2019年10月28日月曜日

フランス人の夫との離婚の危機




 思い出というものは、嫌なことは、どんどん忘れて、楽しかったことばかり、覚えている私ですが、そういえば、私も、もう、主人とは、別れて、日本に帰ろうと思ったことがありました。

 アフリカからフランスへ転勤になり、海外では、外交官生活を送っていた主人が、その外交官生活を終え、フランスの財務省に戻った頃のことでした。

 主人は、まだまだ、海外生活を続けるつもりで、頑張って、仕事をしていたのですが、突如、フランスに転勤ということになり、フランスに戻って、しばらくは、うつ病のようになってしまった頃のことです。

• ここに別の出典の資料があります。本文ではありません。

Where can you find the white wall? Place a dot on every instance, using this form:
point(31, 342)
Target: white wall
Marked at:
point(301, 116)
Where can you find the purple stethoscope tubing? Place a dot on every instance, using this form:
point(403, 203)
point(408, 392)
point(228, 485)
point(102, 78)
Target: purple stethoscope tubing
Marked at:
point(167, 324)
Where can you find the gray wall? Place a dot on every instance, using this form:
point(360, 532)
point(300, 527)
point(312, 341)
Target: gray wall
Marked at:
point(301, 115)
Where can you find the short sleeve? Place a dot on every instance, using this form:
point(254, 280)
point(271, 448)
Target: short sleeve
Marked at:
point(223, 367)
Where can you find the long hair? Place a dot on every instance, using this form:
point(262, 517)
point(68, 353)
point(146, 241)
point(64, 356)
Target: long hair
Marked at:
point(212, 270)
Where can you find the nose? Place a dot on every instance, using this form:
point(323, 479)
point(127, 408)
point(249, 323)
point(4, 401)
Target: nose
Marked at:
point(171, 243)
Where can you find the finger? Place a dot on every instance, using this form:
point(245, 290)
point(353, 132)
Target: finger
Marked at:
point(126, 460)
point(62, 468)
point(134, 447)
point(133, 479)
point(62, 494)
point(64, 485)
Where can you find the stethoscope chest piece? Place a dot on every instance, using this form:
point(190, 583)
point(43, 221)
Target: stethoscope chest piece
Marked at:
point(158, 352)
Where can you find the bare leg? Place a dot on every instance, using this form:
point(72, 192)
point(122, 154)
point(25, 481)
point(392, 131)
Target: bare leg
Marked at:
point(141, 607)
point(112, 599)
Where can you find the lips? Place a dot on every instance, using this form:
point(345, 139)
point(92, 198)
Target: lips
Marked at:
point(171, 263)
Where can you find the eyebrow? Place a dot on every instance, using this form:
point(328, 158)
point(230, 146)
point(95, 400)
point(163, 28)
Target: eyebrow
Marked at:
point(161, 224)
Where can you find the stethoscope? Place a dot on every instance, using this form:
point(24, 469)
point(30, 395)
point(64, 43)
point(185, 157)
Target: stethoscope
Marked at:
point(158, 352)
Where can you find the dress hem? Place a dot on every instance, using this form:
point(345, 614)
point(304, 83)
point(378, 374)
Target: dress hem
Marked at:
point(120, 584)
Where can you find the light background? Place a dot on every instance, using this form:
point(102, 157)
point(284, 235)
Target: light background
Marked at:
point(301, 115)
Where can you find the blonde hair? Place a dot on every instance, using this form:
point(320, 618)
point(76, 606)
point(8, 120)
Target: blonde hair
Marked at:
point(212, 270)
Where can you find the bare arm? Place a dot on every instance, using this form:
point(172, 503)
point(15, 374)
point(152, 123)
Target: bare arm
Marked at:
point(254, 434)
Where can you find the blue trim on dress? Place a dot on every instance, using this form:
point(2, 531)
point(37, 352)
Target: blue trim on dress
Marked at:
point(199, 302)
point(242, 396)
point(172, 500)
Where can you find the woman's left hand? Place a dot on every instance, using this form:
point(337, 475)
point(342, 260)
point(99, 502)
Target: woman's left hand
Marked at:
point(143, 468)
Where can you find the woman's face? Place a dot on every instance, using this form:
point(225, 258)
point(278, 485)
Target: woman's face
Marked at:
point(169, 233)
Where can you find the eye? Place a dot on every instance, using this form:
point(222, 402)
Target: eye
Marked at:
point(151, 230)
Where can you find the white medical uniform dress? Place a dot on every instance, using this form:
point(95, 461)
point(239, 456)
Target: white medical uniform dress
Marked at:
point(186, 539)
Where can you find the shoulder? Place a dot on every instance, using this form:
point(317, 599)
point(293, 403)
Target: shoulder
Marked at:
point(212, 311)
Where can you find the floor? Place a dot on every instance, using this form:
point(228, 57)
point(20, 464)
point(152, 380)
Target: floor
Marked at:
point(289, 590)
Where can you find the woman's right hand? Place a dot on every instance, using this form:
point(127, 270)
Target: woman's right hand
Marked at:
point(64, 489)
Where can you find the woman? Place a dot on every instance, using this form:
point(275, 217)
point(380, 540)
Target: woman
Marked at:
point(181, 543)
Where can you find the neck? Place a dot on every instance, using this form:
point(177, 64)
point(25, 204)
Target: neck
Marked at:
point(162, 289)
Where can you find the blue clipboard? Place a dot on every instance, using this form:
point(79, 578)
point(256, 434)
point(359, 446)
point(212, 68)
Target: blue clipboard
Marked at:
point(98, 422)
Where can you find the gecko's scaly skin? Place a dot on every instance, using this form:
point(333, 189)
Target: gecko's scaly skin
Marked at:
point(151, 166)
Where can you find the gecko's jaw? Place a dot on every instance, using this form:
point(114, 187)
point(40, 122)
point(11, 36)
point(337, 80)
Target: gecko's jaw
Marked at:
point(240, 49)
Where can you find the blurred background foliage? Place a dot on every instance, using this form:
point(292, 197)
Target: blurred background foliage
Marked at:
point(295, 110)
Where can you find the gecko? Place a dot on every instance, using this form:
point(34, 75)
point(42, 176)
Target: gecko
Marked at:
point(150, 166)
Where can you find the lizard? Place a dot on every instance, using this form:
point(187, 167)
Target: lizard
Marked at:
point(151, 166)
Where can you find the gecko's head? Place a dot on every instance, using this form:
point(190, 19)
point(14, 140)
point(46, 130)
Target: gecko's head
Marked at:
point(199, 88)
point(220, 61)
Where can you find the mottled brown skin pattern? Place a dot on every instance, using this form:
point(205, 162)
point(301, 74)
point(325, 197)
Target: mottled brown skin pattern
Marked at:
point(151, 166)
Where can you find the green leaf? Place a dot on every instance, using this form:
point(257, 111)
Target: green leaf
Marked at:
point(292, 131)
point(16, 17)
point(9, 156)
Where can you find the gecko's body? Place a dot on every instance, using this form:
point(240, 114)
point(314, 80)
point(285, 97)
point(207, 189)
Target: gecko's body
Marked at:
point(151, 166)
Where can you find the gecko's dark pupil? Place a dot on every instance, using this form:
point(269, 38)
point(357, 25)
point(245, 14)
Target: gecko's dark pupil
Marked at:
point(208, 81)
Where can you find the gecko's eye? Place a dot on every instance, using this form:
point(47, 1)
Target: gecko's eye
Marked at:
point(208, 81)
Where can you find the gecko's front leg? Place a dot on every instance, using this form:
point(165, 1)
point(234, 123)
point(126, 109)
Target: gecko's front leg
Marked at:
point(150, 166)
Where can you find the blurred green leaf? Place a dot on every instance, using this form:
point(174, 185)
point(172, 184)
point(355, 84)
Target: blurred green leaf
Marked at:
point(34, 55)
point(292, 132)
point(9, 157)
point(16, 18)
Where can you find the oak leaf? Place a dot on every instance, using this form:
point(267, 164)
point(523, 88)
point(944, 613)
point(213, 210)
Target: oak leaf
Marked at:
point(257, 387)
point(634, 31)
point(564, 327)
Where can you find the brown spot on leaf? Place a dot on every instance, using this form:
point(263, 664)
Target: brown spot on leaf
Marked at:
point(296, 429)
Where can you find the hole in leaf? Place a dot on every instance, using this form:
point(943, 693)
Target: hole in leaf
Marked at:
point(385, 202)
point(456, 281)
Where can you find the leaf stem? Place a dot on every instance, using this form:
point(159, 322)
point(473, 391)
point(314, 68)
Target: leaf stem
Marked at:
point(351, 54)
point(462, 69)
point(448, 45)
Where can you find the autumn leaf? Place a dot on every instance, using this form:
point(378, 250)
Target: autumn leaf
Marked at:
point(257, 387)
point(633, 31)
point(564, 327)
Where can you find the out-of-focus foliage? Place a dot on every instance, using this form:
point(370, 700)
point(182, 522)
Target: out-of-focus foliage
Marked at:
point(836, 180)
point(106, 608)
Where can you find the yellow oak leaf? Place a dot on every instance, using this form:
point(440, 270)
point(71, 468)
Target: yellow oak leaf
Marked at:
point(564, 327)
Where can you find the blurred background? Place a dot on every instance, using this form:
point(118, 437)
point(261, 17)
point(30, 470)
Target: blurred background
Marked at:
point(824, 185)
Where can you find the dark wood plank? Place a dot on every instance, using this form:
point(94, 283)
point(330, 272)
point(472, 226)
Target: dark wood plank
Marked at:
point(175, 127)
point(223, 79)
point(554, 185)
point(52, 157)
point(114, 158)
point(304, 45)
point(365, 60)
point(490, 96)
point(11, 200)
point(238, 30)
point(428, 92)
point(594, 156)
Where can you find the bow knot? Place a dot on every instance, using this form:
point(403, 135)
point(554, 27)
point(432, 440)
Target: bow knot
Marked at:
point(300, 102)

 あの頃は、すべてがうまく行かずに、アパートもなかなか見つからず、親戚の持っていたアパートに仮住まいをし、娘の出生証明書は、アフリカで、発行してもらったものの、出生証明書に不備があったり、国籍の再申請をしたり、私のビザの手続きなどなど、すんなり進まない手続きに、気を揉みながら、なすすべもなく、ひたすら、時間のかかる手続きを待ちながら、毎日を過ごしていました。

 娘は、生まれて3ヵ月でパリにやってきましたので、まだ、ほんの赤ちゃんでした。

 何と言っても、私が一番、困ったのは、主人の鬱状態と、情緒不安定な生活でした。

 転勤先の仕事にも、行ったり行かなかったり、二人でさんざん話し合っても、やはり、主人の状態は、なかなか、好転せず、気分が上向きの時は、良いのですが、鬱状態になると、急に怒り出したり、起きられなかったりという日が長く続いていました。

 私のビザが取れて、娘を預ける保育園が決まって、私が仕事を始めた頃も、まだ、主人は、朝、起きれず、後から行くと言っていたのに、私が娘を連れて仕事に出かけて帰ってくると、結局、今日も仕事に行っていなかった・・という日が頻繁にありました。

 そんな主人の姿を見るにつけ、最初は、怒っていた私もだんだんと言葉を無くし、不安にかられる日が続きましたが、何もわからずに成長していく娘を放っておくことはできず、娘に対してできることを黙々と積み重ねる日々でした。

 幸いにも、義兄夫婦である家族が比較的、近くに住んでいましたので、折りに触れ、相談に乗ってもらったり、気分転換させてもらっていましたので、結果的には、ずいぶんと救われました。

 それでも、生まれたばかりの娘を、父親のいない子供にはしたくないと思いながらも、小さい子供を抱えて、働きながら、外国の地で暮らしていくのに、この主人の状態で、乗り切っていけるだろうか? と、少なからず不安ばかりが募り、一度は、もう主人とは、別れて、日本へ帰ろうと思ったことがありました。

 日本の両親も心配して、電話やファックスを送ってくれたりして、「もう、ダメだと思うなら、子供を連れて、もう日本へ帰ってきた方がいい。ただ、色々な書類だけは、きっちりしてきなさい。」と言われていました。

 困難な状態が続いて、さんざん悩んで、私も心身ともに疲れきって、意を決して、いざ、私が、「もう日本へ帰ろうと思う。」と母に話した時、電話口の母から帰ってきた言葉は意外なものでした。

 「日本へ帰ってくるのは、構わないけれど、あなたたちは、家で一緒に暮らせると思ってもらっては困る。」

 その時の母の真意は、わかりませんが、「子連れで、出もどりだ・・」と考えていた私には、いざとなると、世間体を気にする母に、少なからず、ショックを受けました。

 義姉からも、「しばらくは、日本のママのところに帰って、休んだ方がいいかもしれない。」と言われていたので、母から言われた言葉をそのまま義姉に伝えると、首をひねりながらも、「それでは、こちらでなんとか頑張るしかないわね・・。」と言われて、私も、「私には、もう、帰るところは、ないのだ。」と腹をくくって、フランスに留まることにしたのです。

 それから、しばらくして、パリにアパートが見つかり、様々な手続きも済み、娘も幼稚園に通い始めた頃に、ようやく、主人の鬱状態も回復し始め、仕事にも毎日、行けるようになり、なんとか、日常生活も順当に運ぶようになりました。

 それでも、毎日の生活は、仕事と子育てで、いっぱいいっぱいで、ささやかな娘の成長を糧に暮らしているうちに、時は過ぎて、いつの間にか、主人と別れようと思っていたことなどは、忘れていました。

 あの時の母の言葉の真意は、問いただすのも怖くて、母には、一生聞けず仕舞いで、母は、亡くなってしまいましたが、母が本当に、世間体を気にしてそう言ったのか、それとも、私をもう一度、奮い立たせるためにそう言ったのかは、今でもわからないままなのです。